March 6 - June 27, 2021

The world is undergoing a period of great change.
It will never be the same as before.
Back to core values is
paramount.
What kind of world will we be passing on
to our children?
A “Latin America in Tatters”?

Astrid Ullens de Schooten Whettnall

The tattered walls of crumbling architecture, in Chile, Argentina, Colombia, Peru, Cuba and Mexico, festooned with saltpetre, bear the weight of time and political advocacy.

Stones torn from ancient civilisations, stripped of their polychromy, have formed a modernist utopia, but neither urban fantasies nor revolutions have saved Latin America, damaged by the violence.

The first revolution of the 20th century, in Mexico, fails on the ‘dictablanda’ of a hegemonic institutional Revolutionary party. The hopes of the Cuban Revolution, several decades later, sinks into disillusionment. Elsewhere on the continent, attempts at democracy are swept away by dictatorship or civil war. The informal economy is fuelled by drug trafficking, financing the guerrillas and permeates down to State apparatus.

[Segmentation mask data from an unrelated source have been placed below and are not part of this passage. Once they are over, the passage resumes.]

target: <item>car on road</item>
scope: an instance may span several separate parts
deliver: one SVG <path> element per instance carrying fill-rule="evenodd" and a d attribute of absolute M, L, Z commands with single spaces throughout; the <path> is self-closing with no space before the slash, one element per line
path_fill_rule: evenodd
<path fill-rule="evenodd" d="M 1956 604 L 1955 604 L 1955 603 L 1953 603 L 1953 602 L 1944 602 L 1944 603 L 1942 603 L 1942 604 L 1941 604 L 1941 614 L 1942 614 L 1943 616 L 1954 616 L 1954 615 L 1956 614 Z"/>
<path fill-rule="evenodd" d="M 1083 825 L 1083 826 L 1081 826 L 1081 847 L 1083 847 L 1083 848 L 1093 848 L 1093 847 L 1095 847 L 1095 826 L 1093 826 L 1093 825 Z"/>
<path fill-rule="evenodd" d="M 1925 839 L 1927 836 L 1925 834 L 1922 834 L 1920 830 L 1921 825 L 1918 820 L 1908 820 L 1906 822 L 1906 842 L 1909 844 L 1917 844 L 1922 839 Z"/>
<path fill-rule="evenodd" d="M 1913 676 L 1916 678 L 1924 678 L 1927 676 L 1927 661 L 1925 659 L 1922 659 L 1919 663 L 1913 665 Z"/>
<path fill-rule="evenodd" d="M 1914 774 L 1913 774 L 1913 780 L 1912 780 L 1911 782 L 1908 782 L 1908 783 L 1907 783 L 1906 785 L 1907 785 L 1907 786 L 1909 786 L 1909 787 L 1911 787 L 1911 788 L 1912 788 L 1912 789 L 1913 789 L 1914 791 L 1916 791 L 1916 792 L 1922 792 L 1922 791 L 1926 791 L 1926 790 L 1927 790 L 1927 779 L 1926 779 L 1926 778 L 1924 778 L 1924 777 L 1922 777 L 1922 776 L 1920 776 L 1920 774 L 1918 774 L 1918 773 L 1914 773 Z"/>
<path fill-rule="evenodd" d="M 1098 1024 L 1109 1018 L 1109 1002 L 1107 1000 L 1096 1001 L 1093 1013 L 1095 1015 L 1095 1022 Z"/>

Non-egalitarian societies harbour broken dreams. On decrepit walls, political campaign slogans fester in torn layers of posters. Lima never sleeps, prostitutes in Buenaventura squander their youth in the sleepy sultriness of the Pacific coast, mothers and their children survive in the darkness of the prisons of La Plata. On the outskirts of Santiago, transvestites try to thwart being rounded up by the military, while in Mexico they blend in with wild counterculture nights.

These photographs, scratched, slit or torn, haunted by the wounds of a continent, outline the shape of an oppressed landscape.

Alexis Fabry

With the works of: David Consuegra, Pablo Ortiz Monasterio, Luz Maria Bedoya, Fernell Franco, Facundo de Zuviría, Paz Errázuriz, Fernando La Rosa, Adriana Lestido, Miguel Ángel Rojas, Juan Travnik, Luc Chessex, Pablo López Luz, François Dolmetsch, Johanna Calle, Agustín Martínez Castro, Paolo Gasparini, Óscar Pintor, Graciela Iturbide, Sergio Trujillo, Jaime Villaseca.